# Switch and others things



## brentcrouch (Sep 23, 2018)

Hi all, 

Just got our AutoCruise Starblazer this weekend and we are looking around and found some things which we dont know what they are. 

One is a switch next to the steering wheel, On and Off switch and the other thing is:
A black box behind the drivers and passage seat, which also has a bar gauge and on the gauge it says Kunh Auto Technic. 
Does anyone know what it could be?




Thanks 

Brent


----------



## tugboat (Sep 14, 2013)

Welcome. Ask the seller?


----------



## Drew (May 30, 2005)

Hi, photographs would be a great help. There are lots of switches to the left or right of steering wheels.


----------



## brentcrouch (Sep 23, 2018)

PDF of photos


----------



## raynipper (Aug 4, 2008)

Definitely aftermarket and possibly a compressor has been fitted. Or maybe again you have air bag assisted suspension?

Ray.


----------



## powerplus (Oct 6, 2014)

hi 
it looks as if you have air bags fitted to the van

climb under the back and have a look

quite often pumped up to around 2 bar to raise the rear and make it stiffer

any where between 1.5 and 5 bar as required

looks like the fitting is a tyre valve so just pot a pump on it even a foot pump and pump it up a bit

barry


----------



## brentcrouch (Sep 23, 2018)

*Thanks*

Thank you for getting back to me.

I will have a play and let you all know....

What do you think that switch is?

Thanks

Brent


----------



## brentcrouch (Sep 23, 2018)

Would you keep it at 0 bar when your on the move?


----------



## peribro (Sep 6, 2009)

brentcrouch said:


> Would you keep it at 0 bar when your on the move?


No. The real benefits come when you're driving in terms of stability and ride comfort. With trial and error you should arrive at the best pressure.


----------



## tugboat (Sep 14, 2013)

The gauge is definitely for an air suspension system. It looks to be a simple one where you use an external pump (foot or electric) to pressurise it.

I'm thinking that if you unscrew the brass cap, you'll find a standard schrader type valve to attach the pump. After pressurising, refit the brass cap, and you can press the button to release the pressure.

The idea is to pump the system up for travelling (I use about 3 bar) and then let the air out when leaving the van unused for a lengthy period. No need to let the air out for normal parking. The system helps support the standard suspension and will noticeably reduce roll on roundabouts etc.
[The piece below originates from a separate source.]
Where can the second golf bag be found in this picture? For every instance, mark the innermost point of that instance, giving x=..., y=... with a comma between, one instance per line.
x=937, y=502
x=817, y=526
No idea what the switch is for, torch and mirror to trace the wiring, I think.


----------



## Pudsey_Bear (Sep 25, 2008)

Deffo air bags over the back axle for the box n gauge, You would normally have two gauges one for each bag, a cheaper kit would have one, we keep ours around 1.25 bar.

The switch might be to disable the radio, turn radio on and anything else for that matter, then turn the switch off and see what no longer works, it could be for hard wired compressor I suppose, but you'd not need to know on/off, you'd hear it.

Welcome to MHF


----------



## tugboat (Sep 14, 2013)

Switches for compressors would normally be the spring-loaded type, I think.


----------



## Pudsey_Bear (Sep 25, 2008)

Could be Geoff, unless it was set up for tyre inflation.


----------



## rayrecrok (Nov 21, 2008)

Switch on the ignition and turn the switch you show to on, you should hear the pump running and the pressure gauge rising as the bags inflate.

ray.


----------



## brentcrouch (Sep 23, 2018)

Hi, There is no pump running when i turn it to on. 

Thanks


----------



## brentcrouch (Sep 23, 2018)

Hi 

When i turn the engine on and then flick the switch to on i here a beep?????

However, the radio doesnt work but the CD player does.... 

Thanks again


----------



## powerplus (Oct 6, 2014)

switch might even be for reversing lights later would have a switch on the gearbox


barry


----------